The biological tissues existing in the human eye such as the sclera, the cornea and the lamina cribrosa are characterized by heterogeneities on one or another spatial scale and can undergo very large elastic strains. These tissues constitute shell-like structures at the macroscopic scale, where the physical material directions follow curvilinear paths. The use of computational homogenization schemes together with a formulation of the continua in curvilinear coordinates is a prerequisite for realistic biomechanical multi-scale simulations of shell-like soft tissues. The solution of this type of multi-scale problems within the framework of computational homogenization schemes based upon the same physical space at both scales would need different representative volume elements (RVEs) at each macroscopic point. In contrast, introducing different physical spaces at micro- and macro-scale the same initial RVE can be used for every macroscopic point. This strategy is employed in this project. In this case, however, the rotation between both spaces has to be considered when transferring tensor variables from one scale to another.

Constitutive framework for crimped collagen fibrils in human eye tissues

Organized collagen fibrils form fibrous networks that introduce strong anisotropic and highly nonlinear attributes into the constitutive response of eye tissues. In order to provide reliable biomechanical simulations of the human eye the goal is to incorporate micro-structural information into a hyperelastic constitutive formulation for crimped collagen fibrils. The model is based on observations that collagen fibrils embedded in a soft matrix crimp into a smooth 3D pattern when unloaded. The presented model is derived from the nonlinear axial force-stretch relationship of an extensible helical spring including the fully extension of the spring as a limit case. This helical spring model is introduced as a fiber-matrix constitutive formulation into an incompressible finite shell element considering statistical distributed collagen fibril orientations. The incompressibility constraint is enforced through elimination of displacement and strain variables. The ability of the present numerical model to reproduce the biomechanical response of individual human eye shells to different intraocular pressure levels opens a promising perspective to predict a certain risk for the development of glaucoma.

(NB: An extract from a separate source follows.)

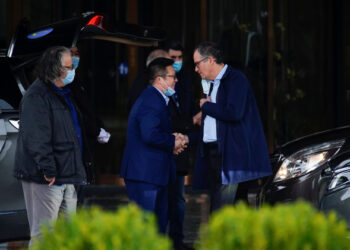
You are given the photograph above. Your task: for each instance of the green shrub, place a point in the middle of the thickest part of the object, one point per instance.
(295, 226)
(129, 228)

A fit of the helical spring model to data taken from strip extensiometry experiments on porcine corneas.

Deformations (5x exaggerated) of the human eye model under intraocular pressure (40 mmHG) with two- (left) and three-dimensional distributed collagen fibril orientations (right).

In-plane shear stresses of the lamina cribrosa for intraocular pressure (40 mmHG) with two- (left) and three-dimensional distributed collagen fibril orientations (right).